In a new interview, Pope Francis has revealed his opinion of 10 ways to find peace and happiness. These principles are clearly based on a general understanding of human nature, rather than any religious interpretation, so he offers it to the whole world Catholic and non-Catholic alike. Here they are:
1. Live and let live.
What is to be gained by trying to force others to live as you would have them live? Some might say, “their soul” if this is a religious point of view. Others might claim that it’s important to prevent self harm. I think “let live” implies you should intervene if someone’s life is on the line, but anything else requires a deeper evaluation. Inherent in this first principle is a respect for the dignity of the human person in his or her free will. This is also one of the first principles of John Paul II’s book “Love and Responsibility.” A person’s rational nature and interior life, which gives rise to a sense of freedom in choosing one’s own path, are foundations for the human person’s value and dignity. “Live and let live” seems to be a clear way of respecting this dignity.
2. Give oneself to others.
“If one gets tired, one runs the risk of being egoistic. And stagnant water is the first to be corrupted.” Here is the basic gospel message. From the Church document Gaudium et Spes: “The truth is that only in the mystery of the incarnate Word (Jesus) does the mystery of man take on light… By suffering for us He not only provided us with an example for our imitation, He blazed a trail, and if we follow it, life and death are made holy and take on a new meaning.”
3. Move quietly and peaceful.
Like ”a running river.” The Pope said the elderly have the wisdom to move with “kindness and humility” and have the “calmness of life.”
4. Make time for playing with children, leisure, reading and enjoying art.
“Consumerism has led to the anxiety of losing this culture,” he said. This sentiment echoes the findings from recent research in Positive Psychology. Martin Seligman proposes that five principles are necessary for happiness. Engaging in leisurely and enjoyable activity, accomplishing goals and enjoying healthy relationships, especially with family, are all part of his prescription.
5. Share Sundays with family.
Again a call to leisure, and family. Even when Pope Francis criticized the Mafia during his visit to Southern Italy, he praised them for not working on Sunday.
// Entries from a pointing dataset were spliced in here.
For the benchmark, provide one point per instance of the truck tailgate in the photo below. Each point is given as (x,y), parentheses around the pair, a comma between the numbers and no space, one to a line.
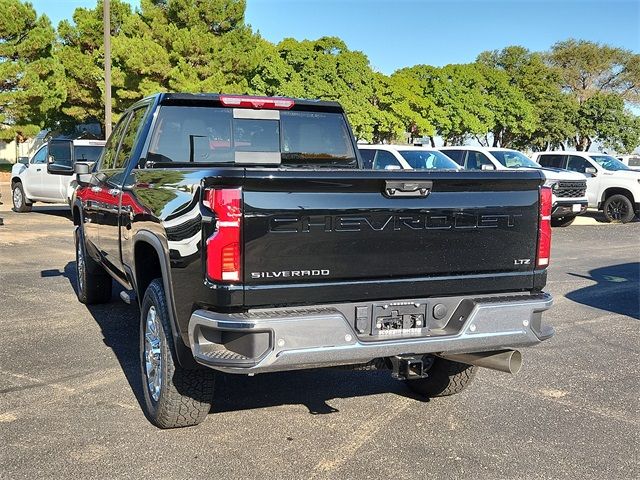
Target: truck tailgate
(375,230)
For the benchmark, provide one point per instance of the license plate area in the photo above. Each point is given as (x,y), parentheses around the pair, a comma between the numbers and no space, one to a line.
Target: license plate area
(399,319)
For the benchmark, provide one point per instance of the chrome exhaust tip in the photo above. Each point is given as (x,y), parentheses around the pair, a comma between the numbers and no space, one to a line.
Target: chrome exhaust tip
(508,361)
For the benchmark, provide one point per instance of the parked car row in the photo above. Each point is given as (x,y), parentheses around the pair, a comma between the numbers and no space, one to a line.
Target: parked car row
(578,179)
(32,182)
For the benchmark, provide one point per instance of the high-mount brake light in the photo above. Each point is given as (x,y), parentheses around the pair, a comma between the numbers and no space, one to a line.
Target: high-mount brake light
(223,247)
(257,102)
(544,228)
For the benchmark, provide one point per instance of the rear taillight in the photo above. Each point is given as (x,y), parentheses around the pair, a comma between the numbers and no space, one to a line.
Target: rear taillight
(257,102)
(223,247)
(544,228)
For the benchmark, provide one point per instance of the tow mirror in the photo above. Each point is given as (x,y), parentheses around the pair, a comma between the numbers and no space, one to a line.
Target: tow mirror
(81,168)
(58,168)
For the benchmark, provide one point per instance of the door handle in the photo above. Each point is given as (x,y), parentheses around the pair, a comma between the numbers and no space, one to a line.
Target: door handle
(407,188)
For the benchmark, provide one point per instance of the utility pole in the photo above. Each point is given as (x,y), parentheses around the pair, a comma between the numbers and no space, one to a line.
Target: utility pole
(106,20)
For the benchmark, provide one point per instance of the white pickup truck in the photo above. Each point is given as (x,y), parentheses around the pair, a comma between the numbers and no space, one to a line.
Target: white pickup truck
(30,181)
(612,186)
(568,188)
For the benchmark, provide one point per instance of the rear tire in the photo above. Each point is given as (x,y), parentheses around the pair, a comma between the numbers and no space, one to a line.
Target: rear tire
(94,283)
(446,377)
(174,396)
(20,202)
(618,209)
(562,222)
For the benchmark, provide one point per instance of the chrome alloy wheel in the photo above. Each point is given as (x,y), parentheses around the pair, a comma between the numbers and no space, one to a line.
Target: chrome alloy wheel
(152,353)
(17,198)
(80,263)
(617,209)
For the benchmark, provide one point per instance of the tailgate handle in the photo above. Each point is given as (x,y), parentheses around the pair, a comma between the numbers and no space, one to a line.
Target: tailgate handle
(405,189)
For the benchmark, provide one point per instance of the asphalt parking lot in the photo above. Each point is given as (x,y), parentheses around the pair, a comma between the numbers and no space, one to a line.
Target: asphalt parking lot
(70,394)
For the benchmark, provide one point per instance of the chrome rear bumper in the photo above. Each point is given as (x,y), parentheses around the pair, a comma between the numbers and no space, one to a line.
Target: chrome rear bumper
(288,339)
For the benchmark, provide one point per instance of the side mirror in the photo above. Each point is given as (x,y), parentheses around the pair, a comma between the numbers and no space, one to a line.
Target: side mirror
(58,168)
(82,168)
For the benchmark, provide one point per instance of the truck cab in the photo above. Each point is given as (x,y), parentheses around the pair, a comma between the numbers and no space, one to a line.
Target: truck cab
(36,181)
(568,189)
(612,186)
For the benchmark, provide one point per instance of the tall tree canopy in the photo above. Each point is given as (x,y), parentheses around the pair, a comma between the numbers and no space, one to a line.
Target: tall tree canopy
(30,76)
(578,93)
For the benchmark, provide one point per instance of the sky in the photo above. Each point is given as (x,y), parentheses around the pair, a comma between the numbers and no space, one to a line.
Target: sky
(400,33)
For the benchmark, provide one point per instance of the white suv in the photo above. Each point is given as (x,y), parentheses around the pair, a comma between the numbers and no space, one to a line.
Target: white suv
(611,185)
(31,182)
(404,157)
(569,188)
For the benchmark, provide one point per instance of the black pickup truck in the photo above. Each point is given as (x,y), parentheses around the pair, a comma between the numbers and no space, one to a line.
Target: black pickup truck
(254,242)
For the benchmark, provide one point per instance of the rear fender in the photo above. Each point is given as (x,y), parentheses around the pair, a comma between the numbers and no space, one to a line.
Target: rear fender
(185,357)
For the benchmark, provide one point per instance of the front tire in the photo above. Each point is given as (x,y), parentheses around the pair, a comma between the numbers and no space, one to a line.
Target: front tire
(20,202)
(446,377)
(618,209)
(562,222)
(94,283)
(174,396)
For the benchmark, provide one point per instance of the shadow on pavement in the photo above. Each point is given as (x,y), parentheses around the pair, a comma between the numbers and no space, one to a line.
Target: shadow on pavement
(617,290)
(311,388)
(598,216)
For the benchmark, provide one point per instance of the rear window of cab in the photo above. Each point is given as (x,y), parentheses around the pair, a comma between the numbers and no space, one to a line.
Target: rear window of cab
(223,136)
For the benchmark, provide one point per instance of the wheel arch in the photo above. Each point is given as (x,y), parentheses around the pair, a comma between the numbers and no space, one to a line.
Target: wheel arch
(616,191)
(151,260)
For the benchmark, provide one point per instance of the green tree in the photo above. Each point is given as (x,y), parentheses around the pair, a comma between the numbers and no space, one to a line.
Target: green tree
(602,118)
(325,69)
(588,68)
(600,78)
(552,111)
(208,46)
(31,87)
(81,52)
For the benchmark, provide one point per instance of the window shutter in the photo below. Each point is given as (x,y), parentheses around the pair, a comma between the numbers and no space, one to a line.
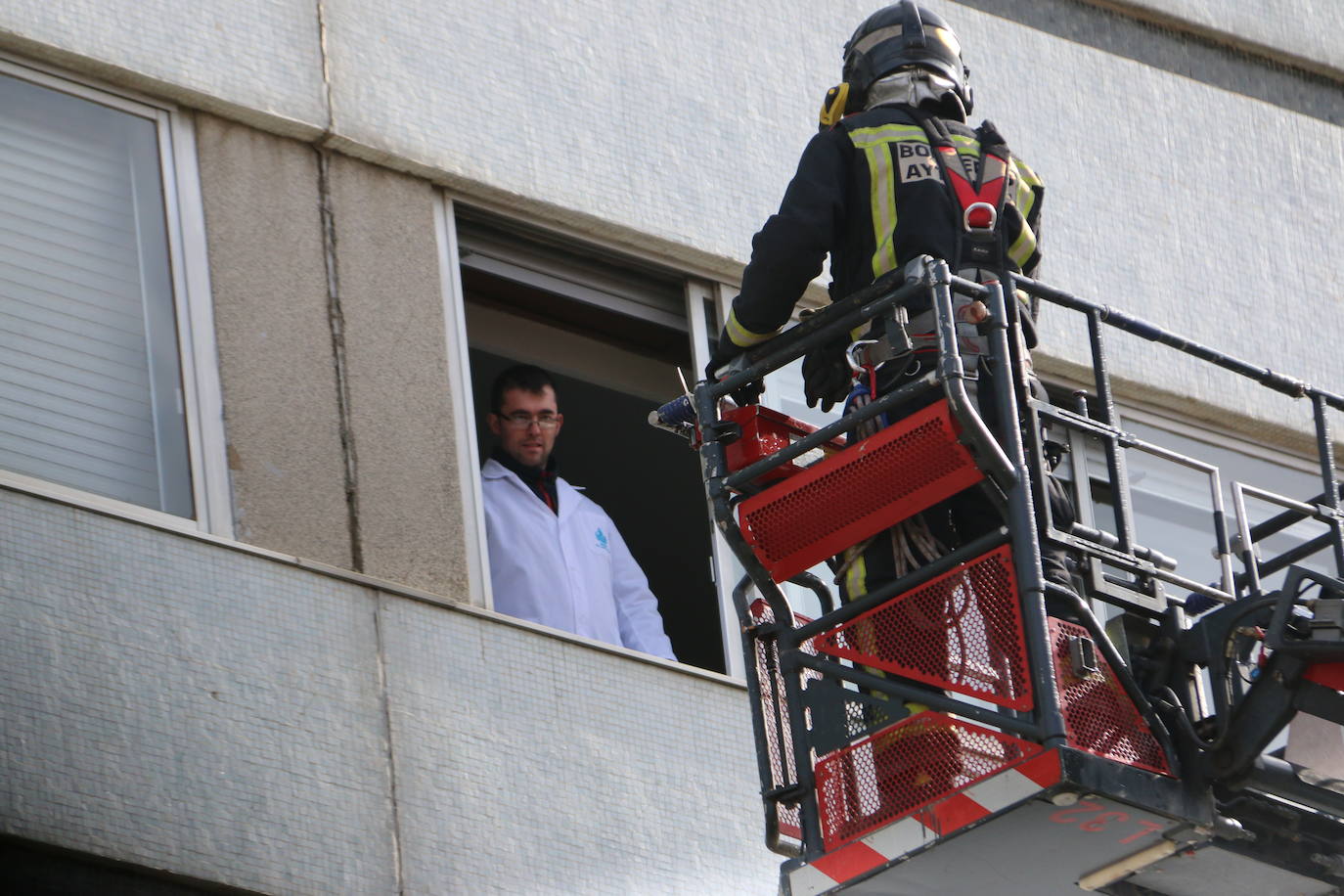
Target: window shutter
(89,368)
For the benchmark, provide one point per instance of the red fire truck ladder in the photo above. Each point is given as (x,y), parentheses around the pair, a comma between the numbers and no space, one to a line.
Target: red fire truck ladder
(1041,758)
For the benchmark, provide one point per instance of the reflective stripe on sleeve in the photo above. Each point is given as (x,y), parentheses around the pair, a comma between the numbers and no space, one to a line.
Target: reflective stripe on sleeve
(740,336)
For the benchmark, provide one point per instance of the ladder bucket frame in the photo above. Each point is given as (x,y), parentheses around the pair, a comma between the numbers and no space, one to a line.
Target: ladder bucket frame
(781,649)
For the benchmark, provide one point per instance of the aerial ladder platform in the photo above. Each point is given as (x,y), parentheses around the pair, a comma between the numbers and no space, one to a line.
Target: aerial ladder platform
(974,729)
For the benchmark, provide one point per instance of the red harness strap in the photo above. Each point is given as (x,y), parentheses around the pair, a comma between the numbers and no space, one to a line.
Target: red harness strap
(978,207)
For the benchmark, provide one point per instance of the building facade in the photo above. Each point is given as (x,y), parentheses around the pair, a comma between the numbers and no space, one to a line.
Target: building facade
(258,263)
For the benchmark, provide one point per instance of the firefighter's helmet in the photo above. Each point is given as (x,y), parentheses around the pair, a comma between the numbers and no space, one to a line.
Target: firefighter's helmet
(899,36)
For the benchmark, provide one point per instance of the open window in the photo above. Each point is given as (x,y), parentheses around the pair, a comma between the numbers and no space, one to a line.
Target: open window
(611,332)
(100,389)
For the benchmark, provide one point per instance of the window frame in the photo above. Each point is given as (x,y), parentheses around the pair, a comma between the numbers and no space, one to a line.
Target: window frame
(194,316)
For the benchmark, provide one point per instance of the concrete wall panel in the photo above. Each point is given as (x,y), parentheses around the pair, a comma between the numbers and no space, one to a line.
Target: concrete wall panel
(258,55)
(277,371)
(1305,29)
(410,504)
(189,708)
(1182,202)
(210,712)
(527,765)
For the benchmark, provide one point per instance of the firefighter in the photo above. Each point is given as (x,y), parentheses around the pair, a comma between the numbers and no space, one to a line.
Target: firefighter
(882,183)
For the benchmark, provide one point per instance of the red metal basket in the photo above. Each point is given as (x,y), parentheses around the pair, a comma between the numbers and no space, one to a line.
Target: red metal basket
(960,632)
(856,493)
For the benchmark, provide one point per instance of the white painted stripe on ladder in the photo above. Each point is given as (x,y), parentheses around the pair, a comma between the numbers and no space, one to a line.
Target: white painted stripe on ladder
(808,881)
(899,838)
(1002,790)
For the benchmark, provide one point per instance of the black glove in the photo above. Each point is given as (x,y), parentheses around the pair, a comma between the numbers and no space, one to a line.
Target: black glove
(722,351)
(826,375)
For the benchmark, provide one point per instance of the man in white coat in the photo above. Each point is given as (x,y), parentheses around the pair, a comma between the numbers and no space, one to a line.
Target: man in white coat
(556,557)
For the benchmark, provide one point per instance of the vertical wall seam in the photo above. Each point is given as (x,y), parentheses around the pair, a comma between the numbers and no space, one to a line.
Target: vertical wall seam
(335,315)
(336,320)
(386,698)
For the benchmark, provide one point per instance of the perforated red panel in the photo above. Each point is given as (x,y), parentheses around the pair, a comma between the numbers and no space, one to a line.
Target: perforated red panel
(1098,715)
(904,767)
(775,712)
(962,632)
(859,492)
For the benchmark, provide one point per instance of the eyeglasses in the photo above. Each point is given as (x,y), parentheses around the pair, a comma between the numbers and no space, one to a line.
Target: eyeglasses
(521,421)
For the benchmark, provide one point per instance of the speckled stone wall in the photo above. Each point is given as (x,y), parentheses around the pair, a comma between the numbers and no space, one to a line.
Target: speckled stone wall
(230,718)
(675,128)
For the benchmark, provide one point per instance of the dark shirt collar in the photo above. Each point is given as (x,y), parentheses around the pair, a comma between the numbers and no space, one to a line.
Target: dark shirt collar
(541,479)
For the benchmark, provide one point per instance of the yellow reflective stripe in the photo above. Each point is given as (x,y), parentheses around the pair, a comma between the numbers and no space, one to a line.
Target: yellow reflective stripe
(863,137)
(740,336)
(1027,173)
(1026,198)
(855,578)
(1023,246)
(875,144)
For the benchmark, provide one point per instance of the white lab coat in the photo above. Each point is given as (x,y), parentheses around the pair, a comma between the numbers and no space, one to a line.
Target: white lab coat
(570,571)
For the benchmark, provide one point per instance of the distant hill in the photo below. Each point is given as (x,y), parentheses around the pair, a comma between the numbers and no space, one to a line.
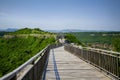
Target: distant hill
(78,30)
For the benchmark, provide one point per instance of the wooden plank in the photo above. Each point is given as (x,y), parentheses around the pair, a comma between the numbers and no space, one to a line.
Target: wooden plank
(63,65)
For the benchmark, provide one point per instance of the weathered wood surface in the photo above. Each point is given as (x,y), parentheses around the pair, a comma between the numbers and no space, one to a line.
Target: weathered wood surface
(64,66)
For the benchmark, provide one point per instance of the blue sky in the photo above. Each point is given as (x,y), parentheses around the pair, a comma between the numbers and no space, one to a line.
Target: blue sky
(60,14)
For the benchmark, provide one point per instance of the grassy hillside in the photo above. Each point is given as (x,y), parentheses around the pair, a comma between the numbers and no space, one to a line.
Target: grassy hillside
(16,50)
(99,39)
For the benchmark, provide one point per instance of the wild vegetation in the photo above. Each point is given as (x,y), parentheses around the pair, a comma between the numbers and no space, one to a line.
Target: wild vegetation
(16,50)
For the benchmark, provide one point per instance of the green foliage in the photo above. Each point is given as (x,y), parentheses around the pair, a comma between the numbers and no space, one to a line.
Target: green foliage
(116,44)
(28,31)
(15,51)
(72,39)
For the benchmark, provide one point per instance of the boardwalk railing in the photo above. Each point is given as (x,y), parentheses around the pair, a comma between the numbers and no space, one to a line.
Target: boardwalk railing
(105,60)
(33,69)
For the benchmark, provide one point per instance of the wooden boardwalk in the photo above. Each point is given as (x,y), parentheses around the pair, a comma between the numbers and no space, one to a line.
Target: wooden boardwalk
(63,65)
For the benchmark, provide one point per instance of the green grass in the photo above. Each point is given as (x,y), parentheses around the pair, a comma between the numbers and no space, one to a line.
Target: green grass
(15,51)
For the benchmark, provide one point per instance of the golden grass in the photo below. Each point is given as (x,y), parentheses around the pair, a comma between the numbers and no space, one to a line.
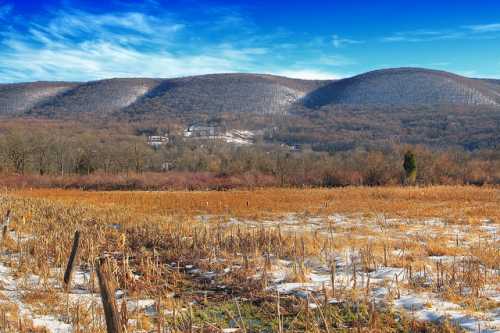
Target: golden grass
(144,232)
(456,203)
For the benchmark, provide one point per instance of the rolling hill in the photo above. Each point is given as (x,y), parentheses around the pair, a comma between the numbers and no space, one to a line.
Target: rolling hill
(17,99)
(405,87)
(402,105)
(246,93)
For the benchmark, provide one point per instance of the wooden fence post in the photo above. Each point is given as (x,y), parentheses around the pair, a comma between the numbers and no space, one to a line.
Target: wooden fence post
(108,298)
(72,260)
(6,223)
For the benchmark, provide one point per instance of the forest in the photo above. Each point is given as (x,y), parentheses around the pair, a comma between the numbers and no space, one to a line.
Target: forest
(44,154)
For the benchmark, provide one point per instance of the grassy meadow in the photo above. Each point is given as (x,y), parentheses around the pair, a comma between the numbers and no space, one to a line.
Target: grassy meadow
(392,259)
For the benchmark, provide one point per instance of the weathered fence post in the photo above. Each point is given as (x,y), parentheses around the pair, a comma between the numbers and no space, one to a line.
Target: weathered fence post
(6,223)
(108,298)
(72,260)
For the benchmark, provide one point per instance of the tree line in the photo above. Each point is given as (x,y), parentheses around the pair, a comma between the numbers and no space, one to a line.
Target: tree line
(59,153)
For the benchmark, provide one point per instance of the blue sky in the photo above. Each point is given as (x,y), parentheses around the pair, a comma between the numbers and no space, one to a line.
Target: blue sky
(77,40)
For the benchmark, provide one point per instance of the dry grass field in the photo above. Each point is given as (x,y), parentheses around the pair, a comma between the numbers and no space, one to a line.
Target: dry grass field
(272,260)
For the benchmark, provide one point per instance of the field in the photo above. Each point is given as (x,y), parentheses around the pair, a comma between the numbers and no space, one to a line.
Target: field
(392,259)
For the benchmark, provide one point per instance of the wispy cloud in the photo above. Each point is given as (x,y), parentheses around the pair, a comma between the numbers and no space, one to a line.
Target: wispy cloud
(308,74)
(481,31)
(5,10)
(338,41)
(481,28)
(76,45)
(424,36)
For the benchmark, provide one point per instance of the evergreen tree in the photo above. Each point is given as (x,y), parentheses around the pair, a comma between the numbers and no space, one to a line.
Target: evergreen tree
(410,166)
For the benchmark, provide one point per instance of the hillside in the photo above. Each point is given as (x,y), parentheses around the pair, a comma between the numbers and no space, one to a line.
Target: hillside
(212,94)
(98,97)
(403,105)
(405,87)
(16,99)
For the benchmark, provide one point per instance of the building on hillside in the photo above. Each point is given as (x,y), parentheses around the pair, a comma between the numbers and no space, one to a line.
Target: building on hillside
(202,131)
(157,140)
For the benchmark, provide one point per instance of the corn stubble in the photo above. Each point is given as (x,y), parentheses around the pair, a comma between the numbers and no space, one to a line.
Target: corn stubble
(204,272)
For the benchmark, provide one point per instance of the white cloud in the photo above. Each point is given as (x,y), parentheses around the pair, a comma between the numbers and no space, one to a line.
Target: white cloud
(493,27)
(308,74)
(74,45)
(338,41)
(5,10)
(481,31)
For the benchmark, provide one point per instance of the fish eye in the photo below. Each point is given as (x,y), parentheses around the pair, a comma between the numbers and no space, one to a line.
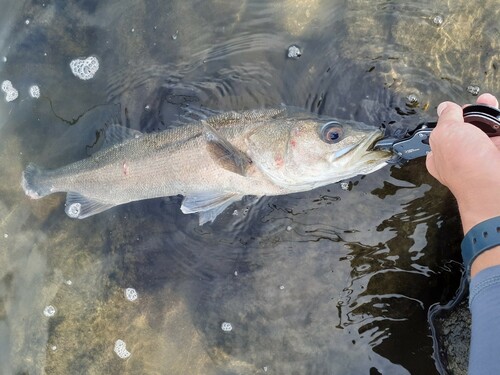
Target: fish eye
(332,132)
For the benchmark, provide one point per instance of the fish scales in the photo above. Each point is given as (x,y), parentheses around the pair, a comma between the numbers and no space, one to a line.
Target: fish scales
(213,162)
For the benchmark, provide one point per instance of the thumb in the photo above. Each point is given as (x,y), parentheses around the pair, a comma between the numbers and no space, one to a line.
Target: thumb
(449,113)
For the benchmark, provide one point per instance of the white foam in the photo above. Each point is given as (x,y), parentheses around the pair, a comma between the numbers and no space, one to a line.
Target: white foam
(130,294)
(85,68)
(121,349)
(74,210)
(294,52)
(10,92)
(35,91)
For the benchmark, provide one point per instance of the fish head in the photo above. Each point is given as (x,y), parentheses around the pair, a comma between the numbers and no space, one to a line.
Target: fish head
(300,154)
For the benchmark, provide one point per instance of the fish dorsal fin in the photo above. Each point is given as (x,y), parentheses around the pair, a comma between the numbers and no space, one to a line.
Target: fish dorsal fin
(115,134)
(80,207)
(208,205)
(224,153)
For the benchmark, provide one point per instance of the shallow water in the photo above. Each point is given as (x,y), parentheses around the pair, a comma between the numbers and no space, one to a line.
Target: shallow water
(327,281)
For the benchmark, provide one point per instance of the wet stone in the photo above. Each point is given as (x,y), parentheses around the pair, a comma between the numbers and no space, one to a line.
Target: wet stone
(49,311)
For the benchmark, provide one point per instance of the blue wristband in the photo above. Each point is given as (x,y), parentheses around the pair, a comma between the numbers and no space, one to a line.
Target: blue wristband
(480,238)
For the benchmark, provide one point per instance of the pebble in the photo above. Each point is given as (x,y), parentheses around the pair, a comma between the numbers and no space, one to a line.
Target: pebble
(49,311)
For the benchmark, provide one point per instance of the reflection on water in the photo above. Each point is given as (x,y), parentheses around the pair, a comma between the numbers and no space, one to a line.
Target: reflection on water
(327,281)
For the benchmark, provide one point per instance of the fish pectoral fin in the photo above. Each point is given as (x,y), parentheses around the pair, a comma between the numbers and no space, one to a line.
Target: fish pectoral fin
(224,153)
(80,207)
(208,205)
(115,134)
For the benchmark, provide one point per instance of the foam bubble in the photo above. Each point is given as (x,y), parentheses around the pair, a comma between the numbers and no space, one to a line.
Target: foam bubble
(294,52)
(121,349)
(438,20)
(85,69)
(10,92)
(473,89)
(74,210)
(130,294)
(344,185)
(35,91)
(226,327)
(49,311)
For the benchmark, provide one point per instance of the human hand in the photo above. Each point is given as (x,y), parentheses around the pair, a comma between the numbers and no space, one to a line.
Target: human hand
(467,161)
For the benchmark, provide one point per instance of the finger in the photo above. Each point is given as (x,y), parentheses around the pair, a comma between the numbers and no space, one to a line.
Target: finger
(449,113)
(429,164)
(487,99)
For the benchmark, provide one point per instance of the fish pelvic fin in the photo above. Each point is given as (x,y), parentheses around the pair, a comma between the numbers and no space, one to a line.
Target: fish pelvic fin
(79,207)
(35,182)
(208,205)
(224,153)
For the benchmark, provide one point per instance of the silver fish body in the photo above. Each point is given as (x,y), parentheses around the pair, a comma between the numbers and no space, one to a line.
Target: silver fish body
(213,162)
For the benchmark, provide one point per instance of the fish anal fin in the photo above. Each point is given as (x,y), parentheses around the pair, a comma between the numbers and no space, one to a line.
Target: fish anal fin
(224,153)
(208,205)
(79,207)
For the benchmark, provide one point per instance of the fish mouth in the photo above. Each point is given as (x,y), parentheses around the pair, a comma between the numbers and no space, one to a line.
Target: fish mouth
(365,148)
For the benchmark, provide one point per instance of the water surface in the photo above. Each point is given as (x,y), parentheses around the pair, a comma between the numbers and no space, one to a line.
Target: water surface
(329,281)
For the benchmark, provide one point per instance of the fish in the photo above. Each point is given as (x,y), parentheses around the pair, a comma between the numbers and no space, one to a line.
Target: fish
(213,162)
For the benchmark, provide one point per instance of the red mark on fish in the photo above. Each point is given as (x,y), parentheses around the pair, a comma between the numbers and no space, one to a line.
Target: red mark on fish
(278,160)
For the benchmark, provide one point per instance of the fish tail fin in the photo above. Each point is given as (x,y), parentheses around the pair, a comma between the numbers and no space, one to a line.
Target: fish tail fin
(34,182)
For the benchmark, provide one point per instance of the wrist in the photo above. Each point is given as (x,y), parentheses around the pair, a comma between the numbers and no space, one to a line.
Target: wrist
(481,246)
(477,210)
(485,260)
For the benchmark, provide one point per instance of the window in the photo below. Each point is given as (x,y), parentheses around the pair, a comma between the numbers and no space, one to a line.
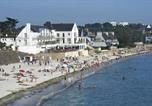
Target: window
(75,33)
(69,40)
(58,34)
(63,40)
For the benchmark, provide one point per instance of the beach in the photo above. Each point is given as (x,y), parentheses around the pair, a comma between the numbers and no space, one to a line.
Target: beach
(20,77)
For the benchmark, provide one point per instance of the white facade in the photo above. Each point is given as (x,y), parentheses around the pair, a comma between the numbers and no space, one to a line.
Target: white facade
(8,41)
(35,41)
(123,23)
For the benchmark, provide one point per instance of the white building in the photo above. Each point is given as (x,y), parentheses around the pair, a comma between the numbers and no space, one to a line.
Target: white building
(113,23)
(105,39)
(123,23)
(34,39)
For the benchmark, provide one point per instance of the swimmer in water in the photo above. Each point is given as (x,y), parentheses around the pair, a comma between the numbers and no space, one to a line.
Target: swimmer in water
(123,78)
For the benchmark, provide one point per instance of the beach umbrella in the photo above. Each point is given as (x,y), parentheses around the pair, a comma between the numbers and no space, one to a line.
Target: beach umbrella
(21,74)
(22,70)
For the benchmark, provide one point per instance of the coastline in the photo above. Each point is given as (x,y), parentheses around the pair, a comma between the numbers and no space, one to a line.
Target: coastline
(16,95)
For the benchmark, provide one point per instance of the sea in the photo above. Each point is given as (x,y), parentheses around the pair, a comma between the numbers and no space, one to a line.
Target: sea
(126,82)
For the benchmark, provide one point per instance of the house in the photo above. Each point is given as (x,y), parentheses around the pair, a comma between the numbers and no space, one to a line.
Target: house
(105,39)
(35,39)
(9,40)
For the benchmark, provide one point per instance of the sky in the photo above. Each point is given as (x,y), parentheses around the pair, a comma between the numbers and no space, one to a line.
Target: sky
(79,11)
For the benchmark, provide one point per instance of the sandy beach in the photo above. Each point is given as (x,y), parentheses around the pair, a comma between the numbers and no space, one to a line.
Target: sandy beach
(20,76)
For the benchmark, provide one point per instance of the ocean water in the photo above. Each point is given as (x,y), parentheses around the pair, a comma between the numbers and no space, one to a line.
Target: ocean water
(127,82)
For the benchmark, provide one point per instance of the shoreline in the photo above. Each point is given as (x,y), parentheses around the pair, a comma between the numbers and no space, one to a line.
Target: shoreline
(16,95)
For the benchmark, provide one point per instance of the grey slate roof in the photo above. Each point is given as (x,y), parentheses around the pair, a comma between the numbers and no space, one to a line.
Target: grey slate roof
(57,27)
(36,28)
(63,27)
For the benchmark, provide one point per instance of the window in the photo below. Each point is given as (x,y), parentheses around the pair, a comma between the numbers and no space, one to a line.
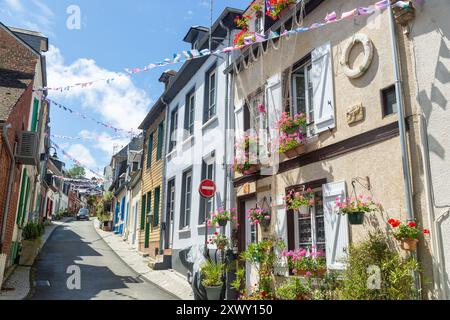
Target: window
(389,97)
(34,119)
(150,151)
(190,114)
(160,141)
(310,226)
(173,128)
(171,199)
(156,205)
(207,205)
(303,94)
(210,96)
(187,200)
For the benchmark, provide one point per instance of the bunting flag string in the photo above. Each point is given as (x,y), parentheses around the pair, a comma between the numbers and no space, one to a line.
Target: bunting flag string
(57,136)
(195,54)
(255,38)
(77,163)
(86,117)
6. Help young people find employment.
The Pope suggested that youth could be taught skilled work, which would allow them the “dignity of bringing home the bacon.” This would help reduce the levels of depression in the young, and ultimately, the number of suicides as well. Makes sense.
7. Look after nature.
He talked about the need to use nature intelligently, to master it but not destroy it. We have to think about nature holistically in our pursuit of happiness. While it is good to use nature for its resources, we need to think about how we ultimately hurt ourselves when we use it with a short-sighted mentality.
8. Rapidly forget the negative.
This seems to be wisdom found naturally among the elderly. For some anyway, they seem to have learned that it’s simply not worth holding onto negative experiences.
9. Respect those who think differently.
This is related to principles 1 and 3. It’s important to engage in dialogue with those who think differently and respect them first as human persons rather than make a fundamental judgment against them because of how they think.
10. Actively seek peace.
Peace doesn’t just come accidentally. This is stressed in Seligman’s work on positive psychology. While some people are naturally disposed towards “flourishing,” as Seligman terms it, well-being can be learned. One must actively engage in the process to attain it.
What are your thoughts? Would you add anything to the Pope’s list?